C’è chi la fa maturare con il sale per un po’ di tempo e la condisce solo successivamente, oppure più comunemente la si impasta direttamente con tanto peperoncino in polvere e semi di finocchietto selvatico.
Effettuata la salagione e l’impasto si creano nei cosiddetti salaturi o tarzaruli (che ancora adesso si trovano in terracotta) strati alternati di sardella, peperoncino, sale e finocchio (meglio se silano).
Fra gli strati vengono messi spesso anche dei pezzi di peperoni rossi secchi (li chiamano ‘quatre’).
La sardella riposa e matura in luoghi freschi e asciutti per un po’ di giorni, rilasciando la cosiddetta salimora (ovvero il sale che affiora in superficie) e si aspetta che il pesce venga macerato.

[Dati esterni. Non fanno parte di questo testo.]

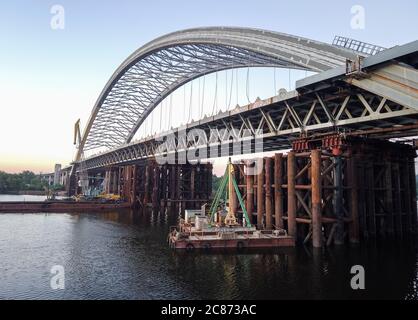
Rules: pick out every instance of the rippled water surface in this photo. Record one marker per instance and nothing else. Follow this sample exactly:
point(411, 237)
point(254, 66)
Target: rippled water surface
point(124, 255)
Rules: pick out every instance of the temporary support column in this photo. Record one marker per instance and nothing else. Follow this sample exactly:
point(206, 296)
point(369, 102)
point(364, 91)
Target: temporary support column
point(192, 182)
point(233, 194)
point(338, 200)
point(413, 200)
point(268, 193)
point(260, 194)
point(316, 199)
point(155, 180)
point(291, 194)
point(147, 183)
point(278, 192)
point(389, 225)
point(250, 190)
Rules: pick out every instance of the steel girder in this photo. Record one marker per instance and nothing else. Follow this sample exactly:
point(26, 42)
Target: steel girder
point(276, 121)
point(154, 71)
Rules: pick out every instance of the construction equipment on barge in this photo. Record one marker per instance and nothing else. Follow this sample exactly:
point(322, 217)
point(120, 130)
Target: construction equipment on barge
point(222, 228)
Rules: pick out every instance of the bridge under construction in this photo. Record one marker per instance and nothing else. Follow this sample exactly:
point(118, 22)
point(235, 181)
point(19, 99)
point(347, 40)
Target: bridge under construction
point(350, 128)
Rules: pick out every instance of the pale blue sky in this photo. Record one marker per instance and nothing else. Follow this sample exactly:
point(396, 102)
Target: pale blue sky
point(49, 78)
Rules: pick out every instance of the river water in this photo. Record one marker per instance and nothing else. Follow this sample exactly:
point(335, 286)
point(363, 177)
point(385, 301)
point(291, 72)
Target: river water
point(124, 255)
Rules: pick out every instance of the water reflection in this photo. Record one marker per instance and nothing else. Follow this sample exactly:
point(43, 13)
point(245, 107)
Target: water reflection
point(124, 255)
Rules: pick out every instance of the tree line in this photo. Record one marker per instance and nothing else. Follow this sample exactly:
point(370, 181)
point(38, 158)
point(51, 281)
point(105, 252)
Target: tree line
point(15, 182)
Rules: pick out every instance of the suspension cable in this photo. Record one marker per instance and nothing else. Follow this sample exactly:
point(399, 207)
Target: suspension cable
point(275, 83)
point(236, 76)
point(248, 85)
point(198, 99)
point(184, 101)
point(161, 115)
point(215, 98)
point(230, 91)
point(171, 111)
point(203, 96)
point(189, 118)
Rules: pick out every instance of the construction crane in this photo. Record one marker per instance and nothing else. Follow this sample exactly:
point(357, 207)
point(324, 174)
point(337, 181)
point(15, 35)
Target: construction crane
point(83, 175)
point(224, 195)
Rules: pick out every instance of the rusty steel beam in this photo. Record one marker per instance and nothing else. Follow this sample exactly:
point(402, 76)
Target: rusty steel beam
point(291, 194)
point(316, 199)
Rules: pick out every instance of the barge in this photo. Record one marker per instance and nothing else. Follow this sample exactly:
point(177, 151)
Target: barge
point(221, 228)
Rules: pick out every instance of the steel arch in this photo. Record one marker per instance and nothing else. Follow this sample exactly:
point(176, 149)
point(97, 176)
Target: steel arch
point(158, 68)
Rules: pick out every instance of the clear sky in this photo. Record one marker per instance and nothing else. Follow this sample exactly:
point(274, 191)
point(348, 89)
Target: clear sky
point(50, 78)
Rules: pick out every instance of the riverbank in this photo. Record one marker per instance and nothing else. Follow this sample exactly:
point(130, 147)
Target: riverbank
point(59, 206)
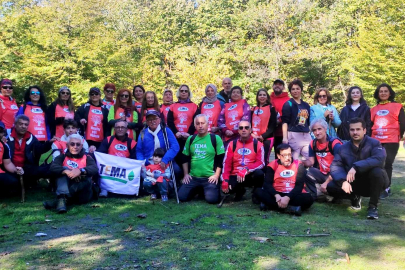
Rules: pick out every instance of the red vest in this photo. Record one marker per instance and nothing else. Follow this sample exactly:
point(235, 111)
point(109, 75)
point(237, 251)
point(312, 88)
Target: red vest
point(8, 111)
point(233, 114)
point(183, 115)
point(284, 178)
point(120, 113)
point(212, 111)
point(386, 124)
point(119, 149)
point(94, 129)
point(37, 125)
point(260, 119)
point(62, 112)
point(73, 163)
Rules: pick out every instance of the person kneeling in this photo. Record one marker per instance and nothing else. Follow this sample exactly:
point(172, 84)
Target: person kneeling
point(283, 187)
point(154, 178)
point(73, 170)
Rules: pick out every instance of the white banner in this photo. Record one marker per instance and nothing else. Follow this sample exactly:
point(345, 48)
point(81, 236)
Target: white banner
point(119, 175)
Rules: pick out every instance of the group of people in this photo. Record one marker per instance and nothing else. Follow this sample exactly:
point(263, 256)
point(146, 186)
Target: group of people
point(220, 144)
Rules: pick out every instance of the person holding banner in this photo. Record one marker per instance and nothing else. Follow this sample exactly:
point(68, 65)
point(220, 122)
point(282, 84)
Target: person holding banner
point(119, 145)
point(74, 170)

Mescolata di tanto in tanto, col tempo la sardella assume il suo bel colore rosso scuro, il suo aroma inconfondibile e la consistenza cremosa a mo’ di mousse che la rende così prelibata.
La chiamano ‘caviale calabrese’ alludendo al pregio che assume in relazione alle sue origini contadine; a seguito del divieto dell’Unione Europea di pescare la sardella, oggi è una bontà più difficile da reperire.
Dal 2006, col Regolamento Mediterraneo, la pesca e la commercializzazione del novellame di pesce azzurro al di sotto degli 11 cm sono diventate illegali per tutelare l’ecosistema marino.
La Calabria aveva ottenuto una deroga, tolta però nel 2010: a Crucoli la sardella era stata dichiarata prodotto De.C.O. ma proprio a seguito di queste limitazioni la Prefettura ne ha ordinato la cancellazione.
Nonostante le restrizioni la tradizione della sardella non è scomparsa, ma si è molto ridotta.
Le massaie calabresi continuano a prepararla in piccole quantità per le loro famiglie e per farla assaggiare d’estate a parenti ed amici che ritornano per le vacanze.
E’ impossibile venire in queste zone della Calabria dove la sardella regna sovrana e non mangiarla come ripieno delle deliziose pitte oppure semplicemente spalmata sul pane con l’olio d’oliva.
Il caviale calabrese d’estate accompagna anche le insalate di pomodori; Mario Soldati consigliava addirittura di gustare la sardella “…usando una foglia di cipolla dopo l’altra, come grosso cucchiaio che s’immerge… e si mangia assieme ad essa”.
La sardella è un Prodotto Agroalimentare Tradizionale della Regione Calabria (P.A.T.).